Ah la mythologique scène où Claire Castel mélangeait la médiumnité au service du porno avec d’autres incohérences du synopsis original, sans autre forme de procès ! Elle se dénudait et les acteurs se déboutonnaient, obéissant à la procédure ; pour ce film chaud comme la braise, la cahute où ils jouaient n’était pas de grand standing, malgré tout il y avait les instruments nécessaires pour extraire des souvenirs impérissables de la mémoire exosomatique universelle : des instruments en ferraille blanche qui ressemblaient comme deux gouttes d’eau à des poinçons de chirurgiens du dix-neuvième siècle (et le clystère chère à Claire Castel pour ses lavements au niveau rectal appartenait à cette grande famille.)

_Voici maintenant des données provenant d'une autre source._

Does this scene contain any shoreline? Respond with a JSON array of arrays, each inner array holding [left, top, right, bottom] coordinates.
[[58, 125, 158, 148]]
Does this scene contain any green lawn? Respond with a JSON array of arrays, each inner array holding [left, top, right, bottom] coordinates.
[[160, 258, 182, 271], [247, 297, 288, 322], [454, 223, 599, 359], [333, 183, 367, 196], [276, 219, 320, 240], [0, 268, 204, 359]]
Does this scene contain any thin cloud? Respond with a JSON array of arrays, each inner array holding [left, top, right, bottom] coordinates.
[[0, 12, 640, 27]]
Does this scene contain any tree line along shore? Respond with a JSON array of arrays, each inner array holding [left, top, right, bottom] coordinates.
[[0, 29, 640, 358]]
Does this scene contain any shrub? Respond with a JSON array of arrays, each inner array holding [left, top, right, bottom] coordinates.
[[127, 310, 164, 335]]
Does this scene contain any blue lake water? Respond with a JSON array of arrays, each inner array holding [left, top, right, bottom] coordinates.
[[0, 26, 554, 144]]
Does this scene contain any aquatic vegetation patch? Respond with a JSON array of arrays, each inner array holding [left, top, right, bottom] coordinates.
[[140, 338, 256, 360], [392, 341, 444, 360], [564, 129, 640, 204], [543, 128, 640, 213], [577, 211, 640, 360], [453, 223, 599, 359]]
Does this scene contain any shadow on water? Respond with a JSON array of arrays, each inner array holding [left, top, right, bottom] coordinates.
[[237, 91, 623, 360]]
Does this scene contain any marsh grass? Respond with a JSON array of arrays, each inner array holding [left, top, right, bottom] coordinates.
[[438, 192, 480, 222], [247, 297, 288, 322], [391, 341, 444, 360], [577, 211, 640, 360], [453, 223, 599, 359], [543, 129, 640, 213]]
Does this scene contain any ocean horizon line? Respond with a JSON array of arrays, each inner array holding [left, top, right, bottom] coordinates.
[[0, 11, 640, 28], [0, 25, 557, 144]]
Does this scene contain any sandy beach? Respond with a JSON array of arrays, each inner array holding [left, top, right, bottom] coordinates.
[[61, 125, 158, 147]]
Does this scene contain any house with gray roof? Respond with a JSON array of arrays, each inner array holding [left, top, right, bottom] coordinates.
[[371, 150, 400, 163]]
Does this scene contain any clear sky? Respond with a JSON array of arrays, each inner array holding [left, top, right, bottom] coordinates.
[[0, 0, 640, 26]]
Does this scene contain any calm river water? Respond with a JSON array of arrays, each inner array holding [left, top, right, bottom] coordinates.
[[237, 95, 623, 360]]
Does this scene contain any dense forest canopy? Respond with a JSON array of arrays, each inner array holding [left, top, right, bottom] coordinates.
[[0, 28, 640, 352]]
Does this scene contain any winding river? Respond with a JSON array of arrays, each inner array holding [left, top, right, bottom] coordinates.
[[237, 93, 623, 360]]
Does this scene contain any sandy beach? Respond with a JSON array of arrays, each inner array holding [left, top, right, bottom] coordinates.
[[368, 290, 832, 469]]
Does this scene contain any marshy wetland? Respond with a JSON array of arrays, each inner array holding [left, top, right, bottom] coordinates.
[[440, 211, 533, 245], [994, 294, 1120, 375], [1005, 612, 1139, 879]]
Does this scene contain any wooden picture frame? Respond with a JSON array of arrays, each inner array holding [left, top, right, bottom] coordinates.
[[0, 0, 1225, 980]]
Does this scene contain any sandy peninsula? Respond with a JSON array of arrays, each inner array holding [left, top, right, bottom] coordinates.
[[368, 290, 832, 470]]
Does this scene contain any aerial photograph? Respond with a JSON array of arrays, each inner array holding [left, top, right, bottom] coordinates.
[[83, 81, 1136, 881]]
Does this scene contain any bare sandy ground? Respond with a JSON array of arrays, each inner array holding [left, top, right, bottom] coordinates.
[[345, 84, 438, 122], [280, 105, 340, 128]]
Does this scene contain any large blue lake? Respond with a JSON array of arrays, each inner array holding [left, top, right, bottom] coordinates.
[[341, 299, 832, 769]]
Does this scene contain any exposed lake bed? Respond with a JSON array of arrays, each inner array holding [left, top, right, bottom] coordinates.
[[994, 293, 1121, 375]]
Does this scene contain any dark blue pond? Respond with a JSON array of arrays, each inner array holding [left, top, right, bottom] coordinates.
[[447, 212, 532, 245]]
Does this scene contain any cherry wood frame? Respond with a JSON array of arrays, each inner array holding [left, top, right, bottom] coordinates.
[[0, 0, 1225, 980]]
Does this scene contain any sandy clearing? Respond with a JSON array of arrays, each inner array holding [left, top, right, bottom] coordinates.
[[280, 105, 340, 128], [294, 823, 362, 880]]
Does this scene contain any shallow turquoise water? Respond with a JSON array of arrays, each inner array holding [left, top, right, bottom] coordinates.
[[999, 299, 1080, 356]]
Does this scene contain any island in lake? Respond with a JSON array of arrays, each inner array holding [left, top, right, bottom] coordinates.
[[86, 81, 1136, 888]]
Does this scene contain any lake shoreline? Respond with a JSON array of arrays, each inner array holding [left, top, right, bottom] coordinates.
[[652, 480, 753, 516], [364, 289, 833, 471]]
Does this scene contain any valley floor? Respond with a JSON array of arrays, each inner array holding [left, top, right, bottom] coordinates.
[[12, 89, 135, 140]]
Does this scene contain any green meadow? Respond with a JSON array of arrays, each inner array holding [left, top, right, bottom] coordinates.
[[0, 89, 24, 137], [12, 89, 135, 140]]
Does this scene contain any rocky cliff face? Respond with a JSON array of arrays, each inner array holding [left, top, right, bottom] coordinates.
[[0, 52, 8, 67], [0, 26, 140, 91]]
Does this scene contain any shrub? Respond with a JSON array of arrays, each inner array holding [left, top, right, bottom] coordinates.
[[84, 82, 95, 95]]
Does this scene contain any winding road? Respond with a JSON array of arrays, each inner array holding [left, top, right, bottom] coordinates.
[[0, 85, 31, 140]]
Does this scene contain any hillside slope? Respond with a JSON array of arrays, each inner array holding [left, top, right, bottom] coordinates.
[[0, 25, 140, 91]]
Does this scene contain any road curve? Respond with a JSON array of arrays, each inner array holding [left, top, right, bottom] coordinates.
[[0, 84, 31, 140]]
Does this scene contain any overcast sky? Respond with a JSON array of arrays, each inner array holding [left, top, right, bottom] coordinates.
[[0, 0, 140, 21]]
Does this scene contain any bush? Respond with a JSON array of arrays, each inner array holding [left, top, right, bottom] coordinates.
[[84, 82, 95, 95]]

Les Précogs quant à eux avaient déjà pris de l’avance, présageant que Claire Castel serait assassinée dans sa baignoire après le tournage ; et ils tremblaient sous l’effet d’une fièvre intense comme si leur prémonition du futur n’avait été qu’une vision de plus en plus angoissante ; en effet, les lignes de code de l’ordinateur rassemblant leurs données s’étaient affolées et avaient fixé le crime au dix avril deux-mille-vingt-trois… mais il y avait d’autres aspects qu’ils ignoraient, comme cette crémation dans la cahute où le court-métrage avait été réalisé. Des peuplades d’adolescents perdus et soumis aux vices les plus incertains rêvaient de voir Claire Castel dans leurs mangas, ils se seraient sûrement gaussés si ils avaient vu le lieu de tournage cramer et auraient conclu après l’incendie que seule la force obscure du yin aurait pu éviter ce drame, cet événement qui turlupinait quand même le côté divin du yang.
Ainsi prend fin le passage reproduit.